Monday’s semifinal was the fifth meeting between Gonzaga and San Francisco over the past two seasons. Gonzaga had won each of the previous four, and done so by an average margin of 16 points per game. Taken at face value, that seems like a dominant run for the Zags over the Dons.
Over that same span, though, no other West Coast Conference team played Gonzaga as close, on average, as San Francisco. Not Saint Mary’s, which Gonzaga outscored on average by 17.8 points per game, and not BYU, which Gonzaga outscored on average by 18.5 points per game.
Just looking at this season, which saw the Dons lead Gonzaga at halftime in both of the first two meetings, one would have been wise to expect a close game in Vegas.
“The rest of our games are going to be like this,” head coach Mark Few says. “On one hand we can’t say there’s more parity in college basketball than ever and everybody's shrunk closer to the mean and then be shocked when games are close.”
Early on, it looked like Gonzaga might handle this game with ease. The Zags pounded the ball into the paint as they have all season long. It resulted in easy baskets and led to quick foul trouble for the Dons, who saw their first five fouls of the game go to big men.
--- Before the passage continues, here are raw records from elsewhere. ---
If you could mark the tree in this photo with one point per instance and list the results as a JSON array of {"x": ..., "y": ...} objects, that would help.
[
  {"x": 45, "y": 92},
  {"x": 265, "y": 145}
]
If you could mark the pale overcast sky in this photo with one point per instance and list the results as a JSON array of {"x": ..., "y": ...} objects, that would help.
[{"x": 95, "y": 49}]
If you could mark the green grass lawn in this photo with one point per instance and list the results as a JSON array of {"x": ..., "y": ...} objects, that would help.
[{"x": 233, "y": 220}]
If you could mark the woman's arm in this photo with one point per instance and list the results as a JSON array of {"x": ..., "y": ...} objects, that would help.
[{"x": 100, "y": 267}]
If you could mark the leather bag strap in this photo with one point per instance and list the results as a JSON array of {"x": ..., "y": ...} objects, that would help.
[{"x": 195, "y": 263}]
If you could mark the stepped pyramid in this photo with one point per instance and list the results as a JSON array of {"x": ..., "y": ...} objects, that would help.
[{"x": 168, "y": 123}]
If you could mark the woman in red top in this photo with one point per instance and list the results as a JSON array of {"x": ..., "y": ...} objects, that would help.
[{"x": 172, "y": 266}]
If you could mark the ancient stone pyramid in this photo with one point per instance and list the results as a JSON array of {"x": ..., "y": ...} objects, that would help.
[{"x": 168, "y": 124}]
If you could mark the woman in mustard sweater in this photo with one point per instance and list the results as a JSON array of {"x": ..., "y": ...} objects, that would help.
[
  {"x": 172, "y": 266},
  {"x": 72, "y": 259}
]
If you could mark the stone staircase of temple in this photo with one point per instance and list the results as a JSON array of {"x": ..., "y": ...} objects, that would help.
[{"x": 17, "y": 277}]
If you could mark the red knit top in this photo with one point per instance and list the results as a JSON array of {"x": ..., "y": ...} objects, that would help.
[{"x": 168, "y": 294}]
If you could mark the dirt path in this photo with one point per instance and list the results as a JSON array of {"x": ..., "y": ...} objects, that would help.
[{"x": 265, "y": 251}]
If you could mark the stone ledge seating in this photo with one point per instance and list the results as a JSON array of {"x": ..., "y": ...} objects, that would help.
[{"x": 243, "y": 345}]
Those fouls came back to haunt San Francisco when starting center Jimbo Lull fouled out of the game with 2:20 left to play.
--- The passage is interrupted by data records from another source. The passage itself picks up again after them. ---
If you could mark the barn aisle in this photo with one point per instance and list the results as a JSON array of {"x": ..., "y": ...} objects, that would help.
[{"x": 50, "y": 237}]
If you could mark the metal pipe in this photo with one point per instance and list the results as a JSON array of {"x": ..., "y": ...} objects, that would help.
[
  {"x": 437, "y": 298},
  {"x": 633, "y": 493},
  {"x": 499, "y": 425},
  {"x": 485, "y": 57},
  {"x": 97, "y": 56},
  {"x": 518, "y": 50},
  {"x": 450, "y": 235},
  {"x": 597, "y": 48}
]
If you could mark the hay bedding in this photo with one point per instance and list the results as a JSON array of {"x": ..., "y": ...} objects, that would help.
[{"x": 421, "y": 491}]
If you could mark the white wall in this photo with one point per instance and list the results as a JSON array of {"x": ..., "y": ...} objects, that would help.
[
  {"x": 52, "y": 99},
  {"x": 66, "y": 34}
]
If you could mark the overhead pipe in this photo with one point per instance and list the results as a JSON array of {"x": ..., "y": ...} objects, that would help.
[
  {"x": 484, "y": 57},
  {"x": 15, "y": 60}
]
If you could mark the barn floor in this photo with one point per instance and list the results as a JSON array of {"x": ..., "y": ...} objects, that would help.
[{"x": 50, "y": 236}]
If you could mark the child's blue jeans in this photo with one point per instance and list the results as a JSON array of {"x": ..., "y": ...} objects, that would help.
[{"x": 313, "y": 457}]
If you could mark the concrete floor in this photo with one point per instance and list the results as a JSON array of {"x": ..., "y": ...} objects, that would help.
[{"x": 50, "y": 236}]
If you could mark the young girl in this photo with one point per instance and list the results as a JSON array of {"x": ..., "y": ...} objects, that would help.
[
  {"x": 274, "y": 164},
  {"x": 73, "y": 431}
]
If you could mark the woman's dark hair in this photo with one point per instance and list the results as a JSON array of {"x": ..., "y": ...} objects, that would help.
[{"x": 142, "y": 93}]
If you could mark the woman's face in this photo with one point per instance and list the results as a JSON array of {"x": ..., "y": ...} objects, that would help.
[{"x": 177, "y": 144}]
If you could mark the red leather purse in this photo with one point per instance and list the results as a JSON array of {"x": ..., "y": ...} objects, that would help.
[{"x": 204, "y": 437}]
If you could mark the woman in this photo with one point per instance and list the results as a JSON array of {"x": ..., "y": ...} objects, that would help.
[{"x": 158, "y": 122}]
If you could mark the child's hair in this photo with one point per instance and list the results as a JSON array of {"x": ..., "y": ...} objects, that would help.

Lull’s exit came just as the tide was turning away from his team and towards the Zags.
With 5:11 to play, senior guard Jordan Ratinho hit a three and the lead swung back to San Francisco. It silenced the overwhelmingly pro-Gonzaga crowd, turning energy to palpable anxiety in an instant.
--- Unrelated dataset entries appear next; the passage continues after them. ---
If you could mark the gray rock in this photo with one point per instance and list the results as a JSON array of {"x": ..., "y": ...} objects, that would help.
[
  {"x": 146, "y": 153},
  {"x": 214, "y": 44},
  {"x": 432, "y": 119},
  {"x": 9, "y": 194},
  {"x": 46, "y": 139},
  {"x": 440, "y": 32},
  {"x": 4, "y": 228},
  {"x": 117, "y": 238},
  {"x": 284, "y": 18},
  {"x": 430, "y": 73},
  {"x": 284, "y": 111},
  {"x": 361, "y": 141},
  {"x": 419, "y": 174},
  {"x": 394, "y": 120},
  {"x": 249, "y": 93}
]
Joel Ayayi, however, was unfazed. The sophomore took over down the stretch, scoring eight of the Zags’ next 11 points. Ayayi hit three massive buckets during that span, and accounted for all of Gonzaga’s field goals over the final five minutes of the game.
“I was excited,” Few says of the game. “I thought we were really good in the end of game stuff and held off a very, very good San Francisco team.”
The final points came from senior Killian Tillie, who hit two free throws to push Gonzaga’s lead to 4 with 11 seconds left. Gonzaga won 81-77. It was just one more big, clutch moment for the senior inside of Orleans Arena.
“We’ve had a great run in Vegas,” Tillie says. “Still got one more game tomorrow so we’re focused on that and finishing it strong.”
That final game will come against the No. 3 seed Saint Mary’s Gaels. For the 11th time in the past 17 seasons it will be Zags versus Gaels, two arch-rivals, in the WCC Tournament championship game.
Saint Mary’s squeaked past BYU despite playing poorly for almost the entire game. The Cougars never managed to pull away from the Gaels, however, in part because they kept shooting themselves in the foot.
With 8:30 remaining in the game, the Cougars were clinging to a 5-point lead, and then everything changed. The Gaels pulled down a rebound and started out on a fastbreak, which was stopped by the referees almost immediately. The reason? BYU’s Zac Seljaas fell to the ground behind Saint Mary’s Malik Fitts. Offensive foul on the Gaels. The officials went to the monitor for a review, and determined that Fitts did nothing wrong. Seljaas decided to try his hand at acting and flopped. The call was reversed, Saint Mary’s was given the ball and the Gaels stormed off on a quick 6-0 run to take the lead. To make things worse, BYU head coach Mark Pope was so upset at the referees that he was given a technical foul for yelling at them.
The Cougars unraveled and the Gaels stepped up, ultimately winning on a Jordan Ford jumper with 1.4 seconds to go.
With 1.4 to go.— Will Maupin (@willmaup) March 10, 2020
Jordan Ford. For the lead. pic.twitter.com/eFlJBYfZDR
Gonzaga players mentioned wanting to face BYU on Tuesday, seeking revenge for the Cougars win over the Zags last month. They won’t get that, but they will get a shot at revenge against the team which upset them in last year’s WCC Tournament championship game.